Precision and Accuracy of Printing
Microarray printing has been traditionally done with contact printers that, like a quill pen, physically "spot" the biomarker capture molecules onto the microarray surface. These contact methods of printing are imprecise and lead to microarrays with high degrees of variability and significant background noise. This reduces the commercial applications of contact spotted microarrays. Contact spotting does not typically lead to IVD capable microarrays in antigen, protein and antibody applications. Some earlier versions of non-contact printers are also used today, but these technologies have similar drawbacks to contact spot printers.
Cross Interference
The ability to discriminate among different "isotypes" (types) of individual target antibodies and different antigens and proteins is important to the measurement of biomarkers and it has proven challenging to develop multiplex tests that discriminate between these different entities in a single microarray.
Calibration and Standardization
The processing of multiplex arrays is complex and is prone to high degrees of variation between test arrays. This error potentially leads to reduced test performance and has restricted the use of multiplex arrays almost exclusively to the research market where there is a tolerance for less accurate measurements.
Diagnostic approaches for measuring multiple antigen, protein or antibody biomarkers for large numbers of patients are generally unavailable or are not cleared or approved as IVD tests. Multiplexing, as it is available today, does not adequately address antigen, protein and antibody focused measurement. Most multiplexing technologies have been developed and commercialized for the processing of high-density genetic or molecular arrays. These technologies generally work from a different set of technological principles than those needed to measure multiple antigens, proteins or antibodies. Further, these technologies are used in a research setting and are generally inadequate for use in commercial diagnostic testing.
Software Systems
The sophistication of the automated systems and processing software required to analyze microarrays has restricted the commercial viability of microarrays in diagnostic laboratories.
Our Solution
Our proprietary microarray tests and automated instruments are designed to simplify antigen, protein and antibody testing workflow, increase throughput, reduce costs and provide excellent data quality. In many instances, our technology enables analysis that was traditionally unavailable.

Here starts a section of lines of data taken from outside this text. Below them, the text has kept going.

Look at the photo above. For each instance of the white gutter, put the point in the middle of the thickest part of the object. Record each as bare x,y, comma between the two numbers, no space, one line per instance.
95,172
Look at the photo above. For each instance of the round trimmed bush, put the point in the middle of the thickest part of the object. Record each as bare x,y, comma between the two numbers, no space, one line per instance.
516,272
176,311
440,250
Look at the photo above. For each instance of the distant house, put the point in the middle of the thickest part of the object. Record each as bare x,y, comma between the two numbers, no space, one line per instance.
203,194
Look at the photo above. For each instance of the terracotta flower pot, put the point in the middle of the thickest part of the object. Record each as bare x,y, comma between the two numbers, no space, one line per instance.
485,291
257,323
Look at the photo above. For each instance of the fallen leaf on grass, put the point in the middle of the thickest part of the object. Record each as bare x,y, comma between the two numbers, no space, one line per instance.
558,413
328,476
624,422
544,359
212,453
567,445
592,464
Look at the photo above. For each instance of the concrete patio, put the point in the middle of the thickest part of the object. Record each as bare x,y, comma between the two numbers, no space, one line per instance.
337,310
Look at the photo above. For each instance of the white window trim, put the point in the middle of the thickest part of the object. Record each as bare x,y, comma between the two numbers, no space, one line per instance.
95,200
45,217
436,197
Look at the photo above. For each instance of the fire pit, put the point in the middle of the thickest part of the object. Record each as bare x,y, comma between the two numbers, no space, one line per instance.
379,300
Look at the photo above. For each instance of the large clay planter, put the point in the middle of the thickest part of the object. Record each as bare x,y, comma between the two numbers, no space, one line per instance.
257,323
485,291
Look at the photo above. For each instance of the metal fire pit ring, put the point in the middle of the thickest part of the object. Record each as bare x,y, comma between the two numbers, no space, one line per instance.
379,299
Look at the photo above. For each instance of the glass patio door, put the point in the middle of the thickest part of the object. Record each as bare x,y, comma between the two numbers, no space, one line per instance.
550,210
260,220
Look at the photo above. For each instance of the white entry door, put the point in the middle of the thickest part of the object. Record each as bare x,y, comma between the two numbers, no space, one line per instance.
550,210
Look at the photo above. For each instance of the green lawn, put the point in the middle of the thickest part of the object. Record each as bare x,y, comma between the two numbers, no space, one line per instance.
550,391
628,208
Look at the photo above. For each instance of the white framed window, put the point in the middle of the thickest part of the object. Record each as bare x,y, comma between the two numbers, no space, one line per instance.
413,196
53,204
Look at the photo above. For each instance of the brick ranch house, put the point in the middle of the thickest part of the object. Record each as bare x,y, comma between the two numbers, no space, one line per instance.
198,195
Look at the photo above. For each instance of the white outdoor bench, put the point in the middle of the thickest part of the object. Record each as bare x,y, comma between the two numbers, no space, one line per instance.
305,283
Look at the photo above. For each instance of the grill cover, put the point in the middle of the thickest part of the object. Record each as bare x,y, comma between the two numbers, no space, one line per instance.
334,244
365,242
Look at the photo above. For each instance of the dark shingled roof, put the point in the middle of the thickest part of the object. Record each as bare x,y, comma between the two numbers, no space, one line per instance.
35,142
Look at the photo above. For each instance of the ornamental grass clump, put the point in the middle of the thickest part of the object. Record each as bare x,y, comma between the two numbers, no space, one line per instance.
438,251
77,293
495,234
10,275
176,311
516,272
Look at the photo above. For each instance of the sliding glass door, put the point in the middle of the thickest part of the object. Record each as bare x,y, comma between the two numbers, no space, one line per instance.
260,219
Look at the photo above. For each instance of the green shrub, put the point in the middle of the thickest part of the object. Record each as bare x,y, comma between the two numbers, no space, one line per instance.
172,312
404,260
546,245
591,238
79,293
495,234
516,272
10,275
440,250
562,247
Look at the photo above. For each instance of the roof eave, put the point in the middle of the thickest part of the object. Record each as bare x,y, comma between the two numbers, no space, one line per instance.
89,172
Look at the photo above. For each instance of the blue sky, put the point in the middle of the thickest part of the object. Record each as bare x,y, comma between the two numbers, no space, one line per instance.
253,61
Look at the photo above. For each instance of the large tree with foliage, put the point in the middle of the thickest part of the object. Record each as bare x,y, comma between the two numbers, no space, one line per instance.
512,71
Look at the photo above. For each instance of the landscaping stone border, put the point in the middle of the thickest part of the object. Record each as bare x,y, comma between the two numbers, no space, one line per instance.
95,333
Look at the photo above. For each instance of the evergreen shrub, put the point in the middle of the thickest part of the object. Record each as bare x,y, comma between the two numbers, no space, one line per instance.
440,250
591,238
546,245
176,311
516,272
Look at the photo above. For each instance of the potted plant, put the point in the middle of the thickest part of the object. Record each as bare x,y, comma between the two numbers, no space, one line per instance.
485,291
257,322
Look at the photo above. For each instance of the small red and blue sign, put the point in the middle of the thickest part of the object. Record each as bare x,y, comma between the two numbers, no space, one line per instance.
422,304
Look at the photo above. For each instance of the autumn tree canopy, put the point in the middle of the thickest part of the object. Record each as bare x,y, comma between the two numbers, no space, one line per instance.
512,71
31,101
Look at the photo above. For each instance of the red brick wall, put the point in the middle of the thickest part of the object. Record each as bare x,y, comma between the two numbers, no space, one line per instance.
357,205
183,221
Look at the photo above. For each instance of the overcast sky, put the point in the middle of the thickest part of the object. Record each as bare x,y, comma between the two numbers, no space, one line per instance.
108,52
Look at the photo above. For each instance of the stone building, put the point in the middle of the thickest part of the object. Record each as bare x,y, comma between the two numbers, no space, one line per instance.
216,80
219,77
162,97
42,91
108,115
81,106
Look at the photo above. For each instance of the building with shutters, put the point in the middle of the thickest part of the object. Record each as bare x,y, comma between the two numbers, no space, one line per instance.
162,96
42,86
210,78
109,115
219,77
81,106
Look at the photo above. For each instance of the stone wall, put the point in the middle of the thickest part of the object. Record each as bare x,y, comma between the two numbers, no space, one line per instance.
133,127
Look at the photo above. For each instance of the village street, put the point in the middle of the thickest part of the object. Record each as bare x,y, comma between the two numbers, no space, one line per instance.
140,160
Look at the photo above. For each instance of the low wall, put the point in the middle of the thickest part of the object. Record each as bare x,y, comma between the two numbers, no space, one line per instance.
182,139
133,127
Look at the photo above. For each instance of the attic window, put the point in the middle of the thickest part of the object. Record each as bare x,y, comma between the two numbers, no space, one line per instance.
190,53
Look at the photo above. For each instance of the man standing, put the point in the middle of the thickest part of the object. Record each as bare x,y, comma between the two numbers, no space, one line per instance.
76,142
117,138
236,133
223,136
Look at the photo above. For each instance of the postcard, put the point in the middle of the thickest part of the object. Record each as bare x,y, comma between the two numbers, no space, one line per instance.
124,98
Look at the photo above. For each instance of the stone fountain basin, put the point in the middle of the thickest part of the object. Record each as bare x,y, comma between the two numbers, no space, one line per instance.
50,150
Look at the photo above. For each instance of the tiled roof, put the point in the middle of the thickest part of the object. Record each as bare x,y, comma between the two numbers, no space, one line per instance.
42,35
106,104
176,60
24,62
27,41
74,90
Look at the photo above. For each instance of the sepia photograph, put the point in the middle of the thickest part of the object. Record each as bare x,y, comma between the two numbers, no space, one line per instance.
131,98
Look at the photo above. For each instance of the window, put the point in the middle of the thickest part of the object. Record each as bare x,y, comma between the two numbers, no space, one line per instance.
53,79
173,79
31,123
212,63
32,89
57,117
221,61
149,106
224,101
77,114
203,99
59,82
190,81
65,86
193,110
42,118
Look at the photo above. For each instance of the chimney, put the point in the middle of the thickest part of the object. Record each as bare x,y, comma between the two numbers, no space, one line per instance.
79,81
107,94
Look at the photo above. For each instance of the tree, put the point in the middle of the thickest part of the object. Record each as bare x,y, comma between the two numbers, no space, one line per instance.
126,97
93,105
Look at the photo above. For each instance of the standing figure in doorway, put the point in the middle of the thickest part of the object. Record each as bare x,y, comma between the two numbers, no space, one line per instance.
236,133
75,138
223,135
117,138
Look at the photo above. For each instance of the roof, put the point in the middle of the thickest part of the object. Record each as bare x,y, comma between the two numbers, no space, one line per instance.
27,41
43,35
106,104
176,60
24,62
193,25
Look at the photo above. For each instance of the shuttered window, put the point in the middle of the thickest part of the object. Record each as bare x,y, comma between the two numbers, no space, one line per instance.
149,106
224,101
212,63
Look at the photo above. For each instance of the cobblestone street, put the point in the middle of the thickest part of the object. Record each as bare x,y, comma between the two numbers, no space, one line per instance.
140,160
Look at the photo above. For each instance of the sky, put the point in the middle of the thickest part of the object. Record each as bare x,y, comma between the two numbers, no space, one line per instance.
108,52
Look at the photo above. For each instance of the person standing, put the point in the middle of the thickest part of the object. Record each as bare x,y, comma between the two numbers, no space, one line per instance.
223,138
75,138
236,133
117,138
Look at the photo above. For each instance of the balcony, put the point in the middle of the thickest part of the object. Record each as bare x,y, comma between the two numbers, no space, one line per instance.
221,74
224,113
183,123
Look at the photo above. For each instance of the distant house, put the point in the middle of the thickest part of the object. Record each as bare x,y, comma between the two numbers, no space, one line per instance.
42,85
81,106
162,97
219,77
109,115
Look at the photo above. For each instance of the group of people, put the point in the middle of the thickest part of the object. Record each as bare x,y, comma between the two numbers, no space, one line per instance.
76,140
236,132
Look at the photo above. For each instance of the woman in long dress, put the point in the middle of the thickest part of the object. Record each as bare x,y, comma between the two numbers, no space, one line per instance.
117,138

Traditional biomarker testing methods using microtiter plates require approximately four minutes on average of technician "hands-on" time per biomarker per patient ("test effort"). For example, a four biomarker test for celiac on samples from 74 patients would, on average, require eight microtiter plates, assuming each patient's blood sample is tested in duplicate using standard good laboratory practices. This would have traditionally required approximately 20 hours of direct "hands-on" labour using predicate technology.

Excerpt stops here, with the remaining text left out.